En la ideología nacionalista es dogma, desde
hace un siglo, que la Sinarquía ha sido fundada por los judíos con la pretensión
de asegurarse el dominio del Mundo y dar así cumplimiento a profecías emanadas
de la Biblia y a mandamientos del Talmud. Por eso los nacionalistas que
sostienen estas ideas suelen odiar ardientemente a los judíos.
No me sorprendió, entonces, la exclamación
antijudía del Oficial Maidana; pero, entendiendo que se trataba de una impresión
apresurada, traté de hacerle comprender que atribuir un origen judío a la
cuerda homicida, sólo porque las medallas tenían forma de Estrella de David,
era cuando menos aventurado: en efecto, tal símbolo es utilizado también por
otras religiones o sectas como la Masonería, la Teosofía, los Rosacruces, las
Iglesias Cristianas, etc. Además, le dije, estaba la granada y el trébol
constituyendo una combinación extraña; ¿y las inscripciones indescifrables? ¿y
el cordón de cabello teñido? No. No sería tan fácil calificar el conjunto.

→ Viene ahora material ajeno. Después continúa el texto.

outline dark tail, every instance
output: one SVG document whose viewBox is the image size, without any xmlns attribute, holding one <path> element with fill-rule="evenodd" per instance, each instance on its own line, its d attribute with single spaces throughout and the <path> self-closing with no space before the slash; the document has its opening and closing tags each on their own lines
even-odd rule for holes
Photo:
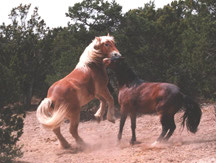
<svg viewBox="0 0 216 163">
<path fill-rule="evenodd" d="M 197 127 L 200 123 L 200 119 L 202 116 L 202 111 L 198 103 L 193 101 L 188 96 L 184 95 L 184 106 L 185 106 L 185 113 L 183 115 L 182 126 L 184 127 L 185 121 L 187 129 L 192 132 L 196 133 Z"/>
</svg>

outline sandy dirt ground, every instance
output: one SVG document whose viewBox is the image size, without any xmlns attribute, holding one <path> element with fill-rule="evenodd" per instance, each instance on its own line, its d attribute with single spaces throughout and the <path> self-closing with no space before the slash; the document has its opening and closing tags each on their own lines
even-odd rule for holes
<svg viewBox="0 0 216 163">
<path fill-rule="evenodd" d="M 182 131 L 181 116 L 175 116 L 176 130 L 167 143 L 152 143 L 161 132 L 159 117 L 143 115 L 137 118 L 137 141 L 131 146 L 130 119 L 126 120 L 121 142 L 117 141 L 119 119 L 115 124 L 107 120 L 81 122 L 79 134 L 88 144 L 79 147 L 69 131 L 69 124 L 63 123 L 62 134 L 71 148 L 59 149 L 58 141 L 52 131 L 41 128 L 35 111 L 28 112 L 25 118 L 24 133 L 19 144 L 24 155 L 16 163 L 148 163 L 148 162 L 216 162 L 216 117 L 214 105 L 202 106 L 202 119 L 199 130 L 191 134 L 186 128 Z"/>
</svg>

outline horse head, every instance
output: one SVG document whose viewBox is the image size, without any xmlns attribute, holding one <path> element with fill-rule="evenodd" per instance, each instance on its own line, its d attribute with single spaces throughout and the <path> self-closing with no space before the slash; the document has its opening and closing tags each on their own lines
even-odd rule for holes
<svg viewBox="0 0 216 163">
<path fill-rule="evenodd" d="M 85 67 L 86 65 L 103 64 L 104 58 L 120 57 L 121 54 L 116 48 L 114 38 L 112 36 L 95 37 L 91 44 L 85 49 L 80 56 L 78 67 Z"/>
<path fill-rule="evenodd" d="M 97 54 L 101 54 L 103 58 L 119 57 L 121 54 L 115 46 L 112 36 L 95 37 L 92 42 L 94 50 Z"/>
<path fill-rule="evenodd" d="M 104 58 L 103 59 L 103 64 L 106 67 L 109 67 L 111 69 L 118 68 L 119 65 L 124 64 L 124 57 L 122 56 L 113 56 L 111 58 Z"/>
</svg>

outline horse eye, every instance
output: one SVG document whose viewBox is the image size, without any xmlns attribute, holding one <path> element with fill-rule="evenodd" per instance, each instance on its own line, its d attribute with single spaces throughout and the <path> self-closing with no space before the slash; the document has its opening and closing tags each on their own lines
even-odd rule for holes
<svg viewBox="0 0 216 163">
<path fill-rule="evenodd" d="M 105 46 L 106 46 L 106 47 L 108 47 L 108 46 L 109 46 L 109 44 L 105 44 Z"/>
</svg>

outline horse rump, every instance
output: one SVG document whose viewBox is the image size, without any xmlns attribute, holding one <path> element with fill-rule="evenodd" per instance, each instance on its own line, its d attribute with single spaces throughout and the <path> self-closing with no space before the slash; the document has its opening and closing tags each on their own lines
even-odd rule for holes
<svg viewBox="0 0 216 163">
<path fill-rule="evenodd" d="M 67 115 L 67 105 L 63 104 L 58 108 L 52 108 L 52 100 L 45 98 L 37 108 L 36 116 L 38 121 L 45 128 L 55 129 Z"/>
<path fill-rule="evenodd" d="M 196 133 L 202 116 L 200 106 L 198 103 L 196 103 L 186 95 L 184 95 L 184 106 L 186 110 L 184 115 L 182 116 L 182 126 L 184 127 L 186 122 L 187 129 L 192 133 Z"/>
</svg>

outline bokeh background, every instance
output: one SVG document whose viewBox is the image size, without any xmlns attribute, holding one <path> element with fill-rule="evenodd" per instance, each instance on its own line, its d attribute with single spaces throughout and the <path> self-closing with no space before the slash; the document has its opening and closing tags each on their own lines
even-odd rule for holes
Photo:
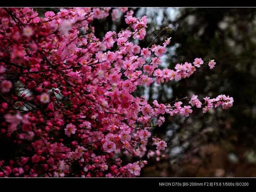
<svg viewBox="0 0 256 192">
<path fill-rule="evenodd" d="M 58 9 L 37 9 L 41 13 Z M 142 47 L 162 27 L 171 28 L 167 36 L 172 38 L 161 68 L 173 69 L 196 57 L 217 63 L 214 69 L 205 65 L 188 78 L 140 87 L 136 94 L 163 103 L 193 94 L 201 100 L 220 94 L 234 100 L 227 110 L 220 107 L 203 114 L 195 109 L 187 118 L 165 115 L 161 127 L 153 130 L 168 143 L 165 158 L 149 157 L 140 177 L 256 177 L 256 8 L 129 9 L 136 16 L 148 16 L 147 37 L 140 43 Z M 110 30 L 125 28 L 124 19 L 113 21 L 110 14 L 95 20 L 92 25 L 96 36 L 102 37 Z M 156 44 L 162 40 L 160 36 Z"/>
</svg>

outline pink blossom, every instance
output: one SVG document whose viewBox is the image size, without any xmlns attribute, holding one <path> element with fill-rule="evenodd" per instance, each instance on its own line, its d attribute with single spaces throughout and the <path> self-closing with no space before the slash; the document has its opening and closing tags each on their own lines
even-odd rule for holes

Aunque parezca increíble, algo faltaba en la
celda de Belicena Villca: el portafolios con todos sus escritos. La policía, al
enterarse de su contenido, y considerarlo como absolutamente carente de valor,
descartó de inmediato una posible sustracción y se negó terminantemente a
vincularlo al móvil del crimen: antes bien, intentó persuadirnos a nosotros de
que el portafolios pudiese haber ido a parar al incinerador del Hospital, sea
por accidente, sea por represalia de alguna enfermera fastidiada por el
excesivo celo con que lo cuidaba la
enferma.
Capítulo IV
Poco
se sabía en el Hospital sobre Belicena Villca. Llegó en Diciembre del 78 en una
ambulancia del Ejército. Dos fornidos suboficiales la acompañaron hasta la
oficina del Director y entregaron a éste, una carta del Jefe del 230 Regimiento
de Caballería con asiento en Salta, Coronel Mario Pérez, junto con un sobre
conteniendo documentación y una ficha médica. En la carta, nos informó luego el
Dr. Cortez, el Coronel le solicitaba que ingresara como paciente del Hospital a
Belicena Villca “quien padecía una enfermedad mental debidamente comprobada por
los médicos militares que firmaban los estudios adjuntos”. La mujer, oriunda de
la Provincia de Tucumán, tenía un único hijo desaparecido durante la Gran
Represión de 1977. Ignorando el paradero de éste, y, aparentemente abrigando
la certeza de que las autoridades le negaban información, comenzó a moverse
resueltamente por varias Provincias del Norte argentino e incluso salió del
país, viajando por el interior de Bolivia y del Perú. Esa conducta resultó
sospechosa para los Servicios de Inteligencia, quienes la sometieron a intensa
vigilancia y finalmente la detuvieron.
Fue durante los duros interrogatorios que se
consideró la posibilidad de que Belicena Villca estuviera mentalmente
desequilibrada, por lo que, luego de las consultas a médicos militares, se
había dispuesto su traslado al Hospital Neuropsiquiátrico Dr. Javier Patrón
Isla. En cuanto al hijo, el Ejército nada sabía de su paradero ni si militaba
en alguna organización subversiva; su desaparición justamente alertó a las
autoridades pues se pensó que había pasado a la clandestinidad. Esta idea se
afirmó al conocerse la sorprendente actividad de la madre, asunto que motivó
finalmente su detención. La información precedente la suministraba el Coronel
para que no se diera crédito a las historias o a los reclamos que pudiera hacer
la enferma.
Según el Dr. Cortez el tono de la carta no
admitía réplica; era casi una orden internar a Belicena Villca. En su criterio
se debian considerar dos posibilidades: o la mujer enloqueció durante el
“interrogatorio”, o la historia que planteaba el Ejército era real. Lo que debía
descartarse de plano era una tercera variante: que supiera algo sobre la
subversión... En ese caso habría sido ejecutada. Corrían tiempos difíciles en
ese entonces; la Argentina ocupada militarmente en 1976, venía soportando una
represión tremenda que comenzó con el exterminio de los famosos “guerrilleros
nihilistas”, tal la calificación oficial, y concluyó con un baño de sangre
digno de Calígula, donde cayeron, amén de los míseros guerrilleros, gente de
toda laya. Los muertos y desaparecidos se contaban por millares y, en atmósfera
tan peligrosa, no era bueno para la salud discutir las directivas militares.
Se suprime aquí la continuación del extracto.